The word ‘salary’ can be replaced by many other words, such as
(1) pride
(2) theory
(3) identity (using ‘identity’ in the now common way to mean ‘sense of self’, ‘self-conception’)
(4) love of someone
(5) belief in the innocence of a member of their family
(6) belief in the correctness of what they have published (or taught others)
To say it’s difficult is not of course to say it’s impossible.
Tolstoy commented on (6) (and (2)): “most people . . . can very seldom discern even the simplest and most obvious truth if it be such as to oblige them to admit the falsity of conclusions they have formed, perhaps with much difficulty—conclusions of which they are proud, which they have taught to others, and on which they have built their lives.”[2]
Herbert Feigl, a member of the ‘Vienna Circle’ endorsed (2) (and (3)): “A puzzle which does not resolve itself within a given favored philosophical frame is repressed very much in the manner in which unresolved intrapersonal conflicts are repressed. I surmise that psychologically the first kind may be subsumed under the second. Scholars cathect certain ideas so strongly and their outlook becomes so ego involved that they erect elaborate barricades of defenses, merely to protect their pet ideas from the blows (or the slower corrosive effects) of criticism.”[3]
Francis Bacon also had a lot to say about (2): ‘Once the human mind has favoured certain views (whether because they’re generally accepted and believed, or because it finds them attractive), it pulls everything else into agreement with and support for them. Should they be outweighed by more powerful countervailing considerations, it either fails to notice these, or scorns them, or makes fine distinctions in order to neutralize and so reject them … thereby preserving untouched the authority of its previous position.”[4]
Plainly (1), (2), (3), and (6) can get entangled.

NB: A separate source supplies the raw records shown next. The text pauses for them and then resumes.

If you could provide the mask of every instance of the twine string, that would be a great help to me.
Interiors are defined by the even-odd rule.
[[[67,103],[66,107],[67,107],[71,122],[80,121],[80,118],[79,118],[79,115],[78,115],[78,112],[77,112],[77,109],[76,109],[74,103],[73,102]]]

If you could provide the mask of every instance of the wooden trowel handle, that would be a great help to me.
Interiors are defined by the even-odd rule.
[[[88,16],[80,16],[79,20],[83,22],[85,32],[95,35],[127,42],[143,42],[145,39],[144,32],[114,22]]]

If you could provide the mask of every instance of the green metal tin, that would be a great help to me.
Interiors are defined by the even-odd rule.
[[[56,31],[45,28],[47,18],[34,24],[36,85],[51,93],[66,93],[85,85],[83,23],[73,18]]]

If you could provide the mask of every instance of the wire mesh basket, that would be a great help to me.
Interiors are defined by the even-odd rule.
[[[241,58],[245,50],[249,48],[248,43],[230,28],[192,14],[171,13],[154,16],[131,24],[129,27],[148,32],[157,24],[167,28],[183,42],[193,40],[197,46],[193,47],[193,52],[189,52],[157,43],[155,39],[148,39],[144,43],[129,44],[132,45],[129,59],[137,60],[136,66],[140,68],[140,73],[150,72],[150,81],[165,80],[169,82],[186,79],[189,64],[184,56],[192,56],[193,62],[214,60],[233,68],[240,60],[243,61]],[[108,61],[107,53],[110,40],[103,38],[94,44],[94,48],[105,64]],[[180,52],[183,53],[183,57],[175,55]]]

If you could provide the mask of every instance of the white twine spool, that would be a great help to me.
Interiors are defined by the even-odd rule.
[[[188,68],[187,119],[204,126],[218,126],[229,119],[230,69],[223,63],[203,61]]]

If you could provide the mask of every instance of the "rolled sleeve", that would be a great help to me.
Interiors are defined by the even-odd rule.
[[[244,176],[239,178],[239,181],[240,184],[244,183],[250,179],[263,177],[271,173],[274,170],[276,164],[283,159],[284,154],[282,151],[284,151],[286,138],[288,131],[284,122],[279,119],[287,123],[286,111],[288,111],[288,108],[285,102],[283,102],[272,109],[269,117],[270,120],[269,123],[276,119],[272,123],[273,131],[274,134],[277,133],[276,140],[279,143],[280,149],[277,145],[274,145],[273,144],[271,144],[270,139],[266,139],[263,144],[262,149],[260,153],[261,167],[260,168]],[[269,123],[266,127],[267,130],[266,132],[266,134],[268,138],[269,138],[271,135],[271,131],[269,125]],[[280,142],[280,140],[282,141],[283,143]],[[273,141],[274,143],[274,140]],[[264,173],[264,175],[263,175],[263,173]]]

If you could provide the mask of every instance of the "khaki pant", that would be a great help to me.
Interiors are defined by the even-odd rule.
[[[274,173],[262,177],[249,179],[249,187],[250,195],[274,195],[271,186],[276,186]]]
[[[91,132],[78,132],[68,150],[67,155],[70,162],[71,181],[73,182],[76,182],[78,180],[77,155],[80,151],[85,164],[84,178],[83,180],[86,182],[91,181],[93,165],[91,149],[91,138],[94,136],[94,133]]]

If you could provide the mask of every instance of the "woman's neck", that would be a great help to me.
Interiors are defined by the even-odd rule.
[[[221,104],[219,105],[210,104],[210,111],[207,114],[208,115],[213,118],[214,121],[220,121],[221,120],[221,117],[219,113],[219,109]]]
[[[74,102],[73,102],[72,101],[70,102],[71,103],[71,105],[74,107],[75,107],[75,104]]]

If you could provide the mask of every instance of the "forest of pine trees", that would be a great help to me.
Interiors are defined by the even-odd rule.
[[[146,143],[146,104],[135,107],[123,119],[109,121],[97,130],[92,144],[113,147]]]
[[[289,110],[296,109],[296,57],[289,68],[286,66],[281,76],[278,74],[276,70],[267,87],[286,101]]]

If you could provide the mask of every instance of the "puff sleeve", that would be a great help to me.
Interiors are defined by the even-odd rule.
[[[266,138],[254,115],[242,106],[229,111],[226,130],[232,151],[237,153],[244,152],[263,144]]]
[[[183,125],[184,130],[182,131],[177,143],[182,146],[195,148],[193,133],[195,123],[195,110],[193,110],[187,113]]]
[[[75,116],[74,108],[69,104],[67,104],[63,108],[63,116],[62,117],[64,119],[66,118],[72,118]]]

There are profound individual differences, when it comes to the ability to understand. As for (5): some people are convinced of the innocence of a member of their family even when their guilt is obvious. Others have no difficulty accepting that they are guilty. People of the first kind are obviously very dangerous.
[1] Sinclair, U. (1934–5/1994) I, Candidate for Governor, and How I Got Licked (Berkeley, CA: University of California Press), p. 109.
[2] Tolstoy, L. (1898/1899) What is Art?, trans. A. Maude (New York: Crowell & Co), p. 124.
[3] Feigl, H. (1958/1967) The ‘mental’ and the ‘physical’: The Essay and a Postscript (Minneapolis, MN: University of Minnesota Press), p. 6. ‘Cathect’ is a neologism that James Strachey coined to translate Freud’s use of the word Besetzung. It means, in effect, ‘to invest emotionally in’.
[4] Bacon, Francis (1620/2000) The New Organon, trans. L. Jardine and M. Silverthorne,
Cambridge: Cambridge University Press, §1.46. From the Latin “intellectus humanus in iis quae semel placuerunt (aut quia recepta sunt et credita, aut quia delectant), alia etiam omnia trahit ad suffragationem et consensum cum illis: et licet major sit instantiarum vis et copia, quae occurrunt in contrarium; tamen eas aut non observat, aut contemnit, aut distinguendo summovet et rejicit …, quo prioribus illis syllepsibus authoritas maneat inviolata”.
Perhaps it’s just difficult to get a person to understand something, period.